GEM thesis for this long call
The market-implied 1-standard-deviation range for GEM extends from approximately $47.11 on the downside to $55.21 on the upside. A GEM long call expresses a directional view that the underlying closes above the strike plus premium at expiration, ideally with implied volatility holding or expanding to preserve extrinsic value through the hold period. Current GEM IV rank near 10.30% sits in the lower third of its 1-year distribution, where IV often re-expands toward the mean; this favors premium-buying structures and disadvantages premium-selling structures on GEM at 27.60%. As a Financial Services name, GEM options can move on sector-level news flow (peer earnings, regulatory updates, industry-specific macro data) in addition to GEM-specific events.

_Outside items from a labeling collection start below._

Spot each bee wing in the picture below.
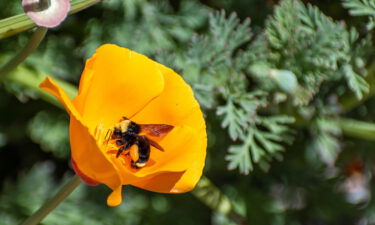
[140,124,173,138]
[148,139,164,152]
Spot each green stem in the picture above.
[192,176,247,225]
[0,0,101,39]
[0,27,48,81]
[21,175,81,225]
[337,118,375,141]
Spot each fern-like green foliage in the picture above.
[158,12,293,174]
[85,0,208,56]
[343,0,375,30]
[248,0,369,106]
[28,111,70,158]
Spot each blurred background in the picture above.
[0,0,375,225]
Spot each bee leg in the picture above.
[116,147,126,158]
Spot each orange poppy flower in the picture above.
[40,44,207,206]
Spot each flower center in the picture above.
[95,117,173,169]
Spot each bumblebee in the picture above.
[109,117,173,169]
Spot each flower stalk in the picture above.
[0,0,101,39]
[0,27,48,81]
[21,175,81,225]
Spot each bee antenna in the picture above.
[104,129,112,144]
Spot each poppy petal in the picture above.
[132,64,205,130]
[73,44,164,130]
[39,77,121,199]
[128,64,207,181]
[107,185,122,207]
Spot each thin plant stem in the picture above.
[21,175,81,225]
[337,118,375,141]
[0,27,48,81]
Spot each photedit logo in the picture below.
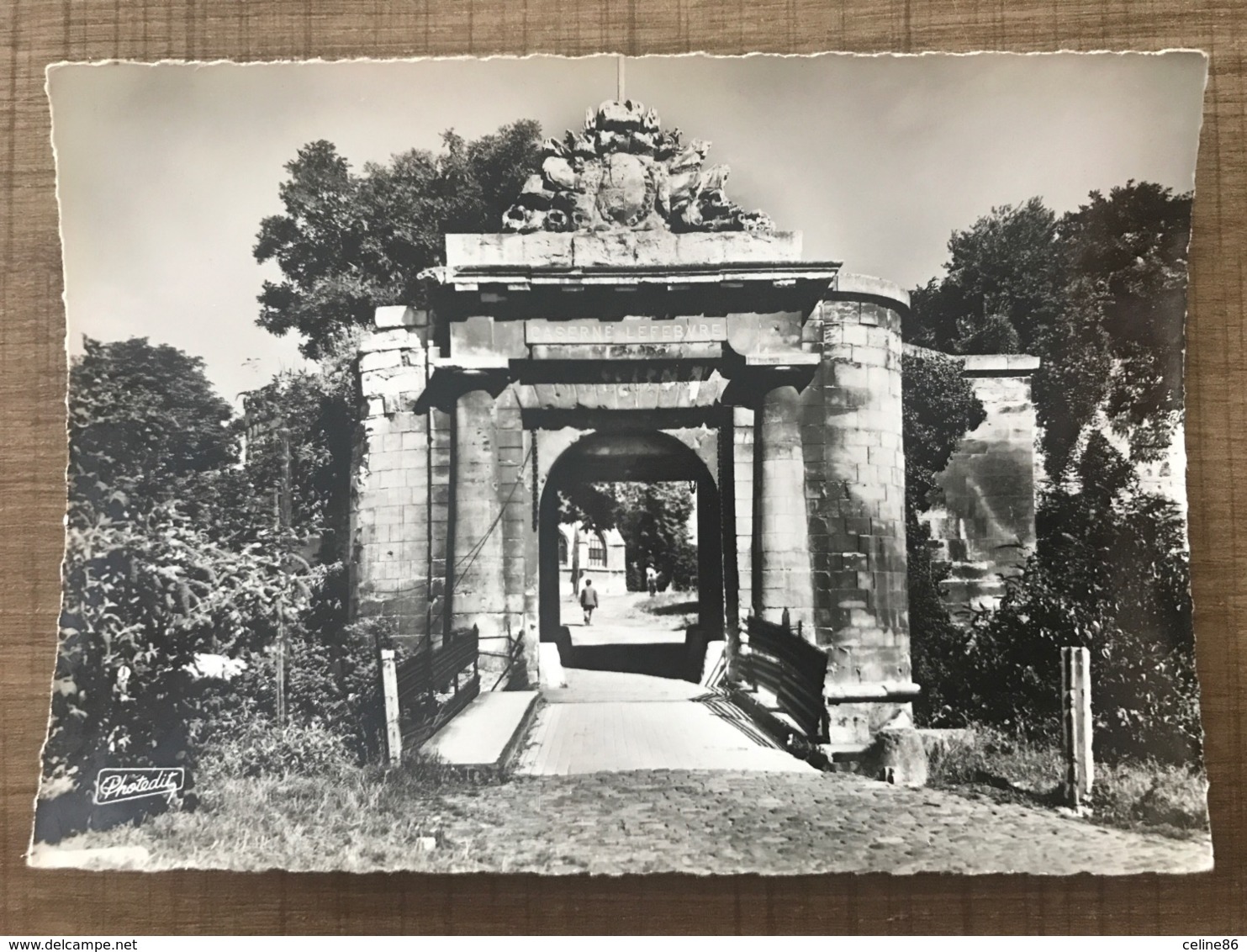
[95,767,186,806]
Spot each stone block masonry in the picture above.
[802,274,913,745]
[351,219,1035,750]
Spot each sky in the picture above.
[49,52,1205,399]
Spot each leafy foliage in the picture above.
[906,182,1200,764]
[906,181,1191,479]
[45,491,305,782]
[69,337,237,519]
[901,353,986,720]
[558,483,697,591]
[255,126,540,358]
[953,433,1201,764]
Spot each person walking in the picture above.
[580,579,597,625]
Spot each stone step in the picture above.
[420,691,537,771]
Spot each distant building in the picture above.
[558,523,627,595]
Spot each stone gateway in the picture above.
[351,96,1033,746]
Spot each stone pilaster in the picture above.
[449,389,506,669]
[805,276,916,743]
[753,381,814,629]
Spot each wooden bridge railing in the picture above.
[739,611,828,741]
[382,627,480,764]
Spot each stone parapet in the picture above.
[446,230,801,276]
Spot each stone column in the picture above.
[807,276,917,745]
[753,378,814,637]
[449,389,506,664]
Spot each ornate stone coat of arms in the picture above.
[503,100,773,232]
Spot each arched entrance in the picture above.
[537,431,725,658]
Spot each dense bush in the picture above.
[901,353,985,723]
[217,617,389,762]
[201,715,351,780]
[930,433,1201,764]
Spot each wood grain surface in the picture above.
[0,0,1247,936]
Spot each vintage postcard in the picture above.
[29,51,1212,875]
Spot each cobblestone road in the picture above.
[426,770,1212,875]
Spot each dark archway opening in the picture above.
[539,431,723,681]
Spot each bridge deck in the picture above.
[516,599,818,775]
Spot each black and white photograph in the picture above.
[28,50,1213,875]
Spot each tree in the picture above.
[906,181,1191,479]
[909,198,1065,353]
[960,431,1202,764]
[69,337,238,521]
[1060,180,1191,457]
[255,119,540,358]
[558,483,697,591]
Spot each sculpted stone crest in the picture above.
[503,100,774,232]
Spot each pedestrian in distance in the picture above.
[580,579,597,625]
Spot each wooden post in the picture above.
[382,648,403,764]
[1061,648,1095,807]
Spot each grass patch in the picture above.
[37,755,503,871]
[927,727,1208,838]
[636,591,700,617]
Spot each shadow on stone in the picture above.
[558,640,700,681]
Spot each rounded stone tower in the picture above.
[803,272,917,746]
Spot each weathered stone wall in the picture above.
[351,307,431,648]
[927,354,1038,615]
[802,276,911,745]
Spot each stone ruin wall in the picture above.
[925,354,1043,620]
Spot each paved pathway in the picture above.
[516,599,818,775]
[420,770,1212,875]
[489,596,1212,875]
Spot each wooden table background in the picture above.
[0,0,1247,936]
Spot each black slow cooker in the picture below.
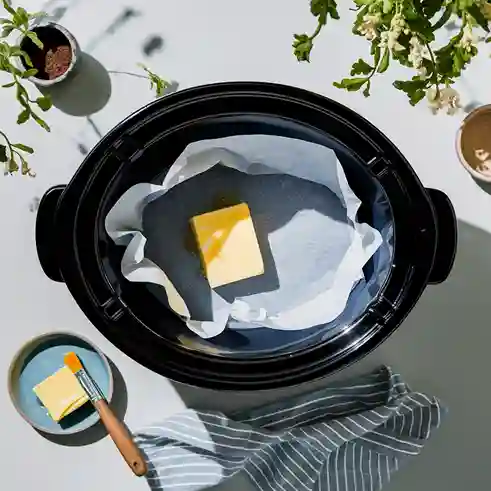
[36,82,457,390]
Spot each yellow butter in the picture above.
[191,203,264,288]
[33,366,89,421]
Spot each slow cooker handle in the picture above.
[427,189,457,284]
[36,185,66,282]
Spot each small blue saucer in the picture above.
[8,332,113,435]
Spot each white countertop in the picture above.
[0,0,491,491]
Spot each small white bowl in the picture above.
[455,104,491,183]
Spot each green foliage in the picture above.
[138,63,171,98]
[292,0,339,62]
[0,0,52,176]
[293,0,491,105]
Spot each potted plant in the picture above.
[0,0,171,176]
[293,0,491,114]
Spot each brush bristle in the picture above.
[64,351,82,373]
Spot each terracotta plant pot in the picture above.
[20,22,80,87]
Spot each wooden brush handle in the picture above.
[94,399,147,476]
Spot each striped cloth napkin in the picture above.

GEM long call positions are structurally bullish; the modeled P&L assumes European-style exercise at expiration and ignores early assignment, transaction costs, dividends paid before expiry on the stock leg (when present), and the bid-ask spread on the listed chain. GEM positions also carry Financial Services sector concentration risk; news flow inside the sector (peer earnings, regulatory shifts, supply-chain headlines) can move GEM alongside the broader basket even when GEM-specific fundamentals are unchanged. Long-premium structures like a long call on GEM are particularly exposed to IV-crush risk through scheduled events (earnings, FDA decisions, central-bank meetings) where IV typically contracts post-event regardless of the directional outcome. Always rebuild the position from current GEM chain quotes before placing a trade.
Frequently asked questions
- What is a long call on GEM?
- A long call on GEM is the long call strategy applied to GEM (etf). The strategy is structurally bullish: A long call buys upside exposure with a fixed maximum loss equal to the premium paid; profit accrues if the underlying closes above the strike plus premium at expiration. With GEM etf trading near $51.16, the strikes shown on this page are snapped to the nearest listed GEM chain strike and the premiums come straight from the end-of-day bid/ask midpoint.
- How are GEM long call max profit and max loss calculated?
- Max profit is unbounded; max loss equals the premium paid times 100. Breakeven is strike plus premium. For the GEM long call priced from the end-of-day chain at a 30-day expiry (ATM IV 27.60%), the computed maximum profit is unbounded per contract and the computed maximum loss is unbounded per contract. Live intraday quotes will differ as the chain moves through the trading session.
- What is the breakeven for a GEM long call?
- The breakeven for the GEM long call priced on this page is no defined breakeven on the modeled curve at expiration, derived from end-of-day chain premiums. Breakeven is the underlying price at which the strategy's P&L crosses zero ignoring transaction costs and assignment risk. The current GEM market-implied 1-standard-deviation expected move is approximately 7.91%; if the move sits well outside the breakeven distance, the structure's risk-reward becomes correspondingly tighter.
- When should you consider a long call on GEM?
- Long calls on GEM express a bullish thesis with defined risk; traders use them ahead of GEM catalysts (earnings, product launches, macro events) when the expected upside justifies the premium and theta decay.
- How does current GEM implied volatility affect this long call?
- GEM ATM IV is at 27.60% with IV rank near 10.30%, which is on the low end of its 1-year range. Premium-buying structures (long call, long put, debit spreads) are relatively cheap in this regime; premium-selling structures collect less credit per unit risk.